Instead, when African countries began rolling out their national programmes to address the AIDS epidemic, with Botswana leading the way in 2002, most patients started on stavudine-based regimens.[1] Stavudine was cheap but toxic, causing disfiguring and sometimes life-threatening side effects. In South Africa, one study showed that 30% of patients stopped taking it within three years.
By early 2006, the manufacturer, Gilead, had registered it in only five sub-Saharan African countries. Even in South Africa, one of the region's larger markets, the company did not apply for registration until late 2005.
In Africa, programmes only began replacing stavudine with tenofovir in around 2010.[2] Had Gilead filed in African markets alongside the FDA, tenofovir could have been available from the start.[3]
This same pattern was repeated with bedaquiline, the first new class of tuberculosis drug in over 40 years. Following fast-track approvals by the FDA in 2012 and the European Medicines Agency in 2014, it was hailed as a breakthrough against drug-resistant tuberculosis, a disease that was killing over a million people annually. Most of those people lived in Africa and Southeast Asia. Yet, by October 2014, it had been registered in just one African country (South Africa). In South Africa, mortality among drug-resistant TB patients was roughly half on bedaquiline-based regimens compared to standard treatment. Elsewhere, patients continued to receive inferior drugs.[4]

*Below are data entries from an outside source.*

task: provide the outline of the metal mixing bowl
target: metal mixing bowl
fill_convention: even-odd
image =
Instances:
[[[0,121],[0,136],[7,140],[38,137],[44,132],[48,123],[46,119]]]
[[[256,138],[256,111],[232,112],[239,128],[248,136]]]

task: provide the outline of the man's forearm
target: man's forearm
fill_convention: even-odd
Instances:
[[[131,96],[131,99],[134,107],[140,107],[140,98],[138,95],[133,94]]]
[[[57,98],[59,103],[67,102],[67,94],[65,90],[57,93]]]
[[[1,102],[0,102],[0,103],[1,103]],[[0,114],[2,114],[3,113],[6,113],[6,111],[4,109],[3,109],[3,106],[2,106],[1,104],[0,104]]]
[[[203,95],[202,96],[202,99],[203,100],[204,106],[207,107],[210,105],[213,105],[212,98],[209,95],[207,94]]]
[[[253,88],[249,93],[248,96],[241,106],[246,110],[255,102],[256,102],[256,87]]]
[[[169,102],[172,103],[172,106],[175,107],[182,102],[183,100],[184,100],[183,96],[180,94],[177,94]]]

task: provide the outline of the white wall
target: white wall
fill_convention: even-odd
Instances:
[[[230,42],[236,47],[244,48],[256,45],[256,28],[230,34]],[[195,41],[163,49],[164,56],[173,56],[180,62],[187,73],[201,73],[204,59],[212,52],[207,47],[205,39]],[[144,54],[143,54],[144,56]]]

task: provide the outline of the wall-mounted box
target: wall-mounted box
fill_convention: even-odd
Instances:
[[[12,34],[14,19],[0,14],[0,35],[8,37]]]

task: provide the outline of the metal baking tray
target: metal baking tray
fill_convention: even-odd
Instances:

The nature of regulatory delay
On average, in sub-Saharan Africa, there is a gap of four to seven years between a drug or vaccine's first submission to a regulatory agency in a high-income country and its approval. Two distinct regulatory barriers drive this.
The first is submission delay. Africa has 55 countries, and manufacturers must usually file separately in each one. This means repeated applications, different technical requirements, and higher costs. For firms weighing returns in any single market, the arithmetic often does not favour registration. They focus on larger, richer markets instead, so products are either not submitted or arrive years later. That was tenofovir's fate.
The second is review delay. For example, if you submit a drug for review in Botswana, realistically, you can't expect to start selling it until three years later. This is much longer than in countries like the US, where a standard review takes 10 months.
Drug reviews can be slow anywhere; the FDA, for instance, missed its own review deadlines for about 1 in 10 products in 2025. However, in developing countries, insufficient staffing at the regulatory agency can be a binding constraint. Reviewing a complex drug dossier requires trained pharmacologists, toxicologists, and clinical experts, as well as laboratory capacity to test product samples and systems to track adverse events once drugs reach patients. Most African countries lack this infrastructure.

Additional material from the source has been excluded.